政府は26日、国家安全保障会議(NSC)9大臣会合を持ち回りで開き、防衛装備移転三原則の運用指針を改定し、国際共同開発する防衛装備完成品の第三国への輸出解禁を決めた。当面は英国、イタリアと開発中の次期戦闘機に限定する。
共同開発品はこれまで、開発相手国を除き輸出できなかった。政府は昨年12月、外国企業の技術を用いて国内で製造する「ライセンス生産」の装備品について、輸出規制を大幅に緩和。これに続く安全保障政策の大転換となる。
自民、公明両党の協議に基づき、政府は26日の閣議で、なし崩しの輸出拡大を防ぐ「歯止め策」を決定。実際に輸出する際は、個別の案件ごとに閣議決定する。従来はNSCの決定事項だったが、意思決定のプロセスを厳格化。与党の事前審査も担保する。

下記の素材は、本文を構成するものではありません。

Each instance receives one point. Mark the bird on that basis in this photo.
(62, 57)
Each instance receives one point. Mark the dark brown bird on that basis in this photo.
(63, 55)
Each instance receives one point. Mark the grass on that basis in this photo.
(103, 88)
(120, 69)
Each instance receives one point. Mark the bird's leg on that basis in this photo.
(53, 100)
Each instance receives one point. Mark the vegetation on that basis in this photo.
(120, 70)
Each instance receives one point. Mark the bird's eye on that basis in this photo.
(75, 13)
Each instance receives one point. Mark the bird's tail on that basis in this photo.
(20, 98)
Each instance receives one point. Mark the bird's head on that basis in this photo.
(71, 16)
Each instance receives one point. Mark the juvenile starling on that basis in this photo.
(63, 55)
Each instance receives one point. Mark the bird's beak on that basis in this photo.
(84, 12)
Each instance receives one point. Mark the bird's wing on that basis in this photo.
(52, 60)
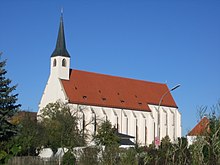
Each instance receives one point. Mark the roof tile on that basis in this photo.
(116, 92)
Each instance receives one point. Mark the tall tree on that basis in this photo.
(8, 108)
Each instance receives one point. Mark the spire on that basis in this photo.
(60, 49)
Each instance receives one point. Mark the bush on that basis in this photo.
(69, 158)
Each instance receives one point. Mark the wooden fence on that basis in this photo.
(33, 160)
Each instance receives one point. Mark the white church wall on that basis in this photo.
(170, 126)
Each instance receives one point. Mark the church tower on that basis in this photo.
(60, 58)
(59, 70)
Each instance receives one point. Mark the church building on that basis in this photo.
(140, 109)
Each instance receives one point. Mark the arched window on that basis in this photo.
(64, 62)
(54, 62)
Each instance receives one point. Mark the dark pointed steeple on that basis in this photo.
(60, 49)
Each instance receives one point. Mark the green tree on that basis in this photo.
(8, 108)
(30, 136)
(61, 127)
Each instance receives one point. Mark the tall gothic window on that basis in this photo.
(54, 62)
(136, 130)
(64, 63)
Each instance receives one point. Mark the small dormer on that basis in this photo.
(60, 58)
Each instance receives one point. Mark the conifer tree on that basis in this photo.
(8, 106)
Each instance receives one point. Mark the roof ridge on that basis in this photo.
(102, 74)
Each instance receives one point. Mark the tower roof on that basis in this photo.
(60, 49)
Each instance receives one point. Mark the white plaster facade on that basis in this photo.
(143, 125)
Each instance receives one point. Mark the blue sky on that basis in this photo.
(172, 41)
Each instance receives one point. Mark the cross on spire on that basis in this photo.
(60, 49)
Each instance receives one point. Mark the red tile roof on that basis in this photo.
(116, 92)
(201, 128)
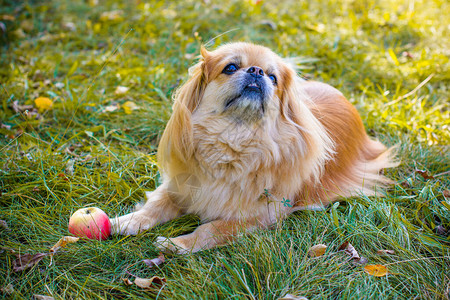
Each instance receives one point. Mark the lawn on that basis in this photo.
(108, 69)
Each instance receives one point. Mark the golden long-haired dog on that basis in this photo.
(248, 143)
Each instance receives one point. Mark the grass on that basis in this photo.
(391, 59)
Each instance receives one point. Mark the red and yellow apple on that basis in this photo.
(91, 222)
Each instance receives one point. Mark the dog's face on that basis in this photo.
(236, 95)
(243, 81)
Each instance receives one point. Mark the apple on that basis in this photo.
(90, 222)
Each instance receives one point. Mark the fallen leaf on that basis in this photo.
(42, 297)
(43, 103)
(376, 270)
(21, 108)
(69, 26)
(155, 261)
(385, 252)
(9, 289)
(317, 250)
(127, 281)
(440, 230)
(424, 174)
(350, 250)
(7, 18)
(446, 193)
(26, 261)
(129, 106)
(63, 176)
(114, 15)
(111, 108)
(4, 225)
(121, 90)
(292, 297)
(63, 243)
(147, 283)
(69, 167)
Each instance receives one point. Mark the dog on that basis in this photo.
(250, 142)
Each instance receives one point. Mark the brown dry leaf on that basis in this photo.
(43, 103)
(42, 297)
(350, 250)
(155, 261)
(424, 174)
(121, 90)
(292, 297)
(114, 15)
(63, 243)
(147, 283)
(111, 108)
(376, 270)
(446, 193)
(127, 281)
(4, 225)
(21, 108)
(7, 18)
(385, 252)
(26, 261)
(9, 289)
(317, 250)
(129, 106)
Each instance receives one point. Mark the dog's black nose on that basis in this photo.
(257, 71)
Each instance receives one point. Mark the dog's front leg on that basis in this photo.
(206, 236)
(158, 209)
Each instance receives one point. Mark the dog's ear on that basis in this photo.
(176, 145)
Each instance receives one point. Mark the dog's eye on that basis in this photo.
(230, 69)
(273, 78)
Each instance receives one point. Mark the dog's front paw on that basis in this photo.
(130, 224)
(171, 245)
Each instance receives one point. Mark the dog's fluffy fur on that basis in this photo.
(250, 142)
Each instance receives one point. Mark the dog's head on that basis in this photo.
(242, 82)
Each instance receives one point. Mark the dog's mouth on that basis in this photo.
(251, 93)
(253, 87)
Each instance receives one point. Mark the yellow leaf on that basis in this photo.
(393, 56)
(121, 90)
(63, 242)
(376, 270)
(43, 103)
(129, 106)
(147, 283)
(317, 250)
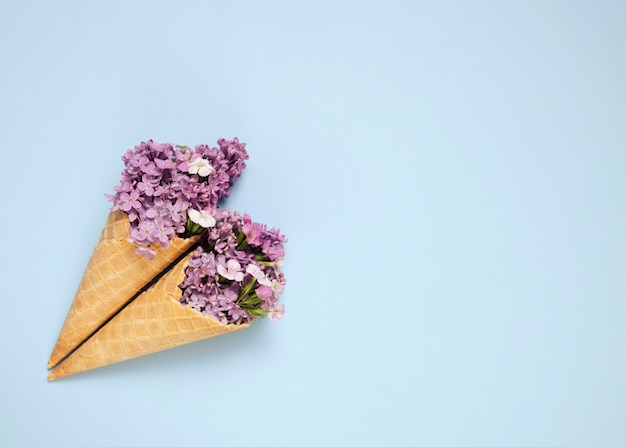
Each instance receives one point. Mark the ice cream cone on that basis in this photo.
(154, 321)
(114, 275)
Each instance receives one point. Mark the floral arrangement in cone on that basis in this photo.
(162, 184)
(234, 275)
(166, 246)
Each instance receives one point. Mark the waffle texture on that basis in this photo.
(154, 321)
(114, 274)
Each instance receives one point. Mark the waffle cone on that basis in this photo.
(114, 274)
(154, 321)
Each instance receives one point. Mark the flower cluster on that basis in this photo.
(162, 185)
(234, 275)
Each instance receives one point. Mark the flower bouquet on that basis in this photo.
(230, 279)
(167, 198)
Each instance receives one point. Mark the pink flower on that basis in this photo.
(264, 292)
(230, 269)
(277, 313)
(252, 230)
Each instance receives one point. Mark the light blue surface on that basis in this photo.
(451, 179)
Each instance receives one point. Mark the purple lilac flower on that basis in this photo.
(233, 280)
(156, 193)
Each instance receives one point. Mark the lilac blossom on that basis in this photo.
(230, 279)
(156, 192)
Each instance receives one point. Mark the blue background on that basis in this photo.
(451, 179)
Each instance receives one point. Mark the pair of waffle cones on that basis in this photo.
(115, 317)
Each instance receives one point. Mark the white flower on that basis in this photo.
(200, 166)
(276, 287)
(232, 270)
(256, 272)
(202, 218)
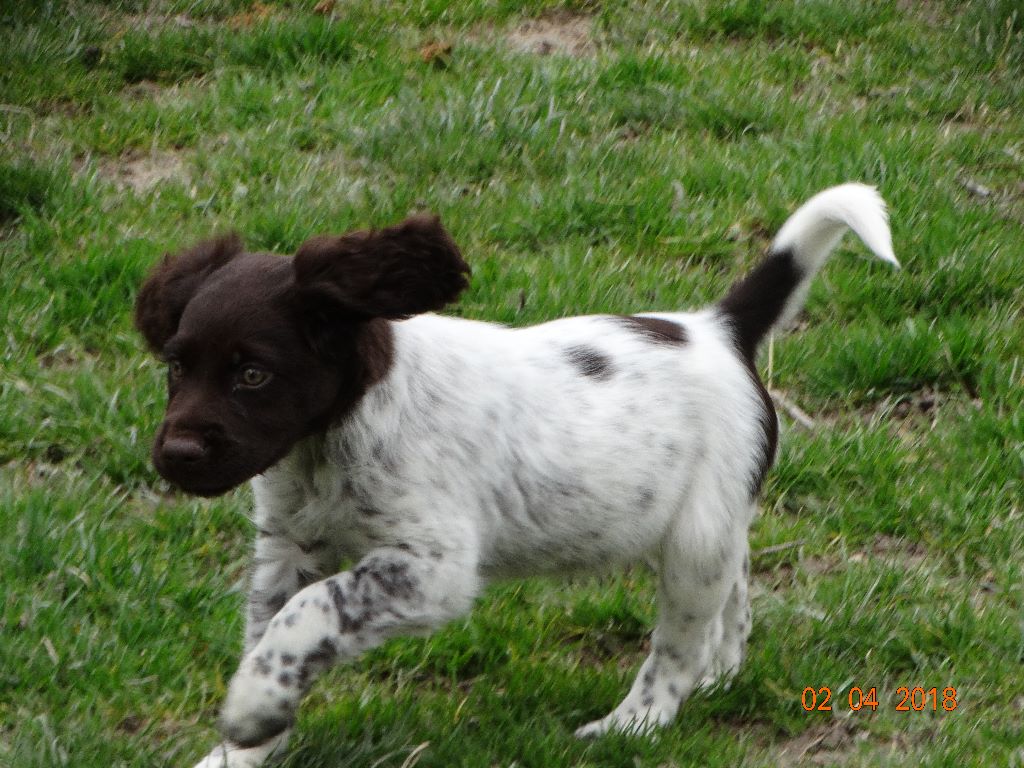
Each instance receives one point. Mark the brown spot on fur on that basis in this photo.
(656, 330)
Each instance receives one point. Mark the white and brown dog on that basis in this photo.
(443, 454)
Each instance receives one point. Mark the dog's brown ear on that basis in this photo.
(172, 284)
(395, 272)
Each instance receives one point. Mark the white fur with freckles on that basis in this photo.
(487, 453)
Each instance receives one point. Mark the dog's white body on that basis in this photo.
(488, 453)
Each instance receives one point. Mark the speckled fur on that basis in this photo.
(486, 453)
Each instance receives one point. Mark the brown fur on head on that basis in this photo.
(264, 350)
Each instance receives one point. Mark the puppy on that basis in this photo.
(442, 454)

輸出可能な共同開発品は「個別のプロジェクトごとに運用指針に明記する」とし、今回は次期戦闘機のみを記載した。対象を広げる場合は改めて指針の改定が必要となる。
次期戦闘機の輸出先は「国連憲章の目的と原則に適合した使用を義務付ける国際約束の締結国」に絞る。具体的には「防衛装備品・技術移転協定」の締結国で、現在は米国、オーストラリア、インドなど15カ国。「武力紛争の一環として現に戦闘が行われていると判断される国」は除外する。
政府はF2戦闘機の後継機として、2022年12月に英伊と共同開発で合意。指針の改定は、輸出に伴う価格低減効果を重視する両国側の意向を踏まえたものだ。26日に閣議決定した文書では「英伊と同等の立場を確保する必要があるとの認識に至った」と明記した。
日英伊は35年度の開発完了を目指し、開発体制や作業分担に関する交渉を本格化させる。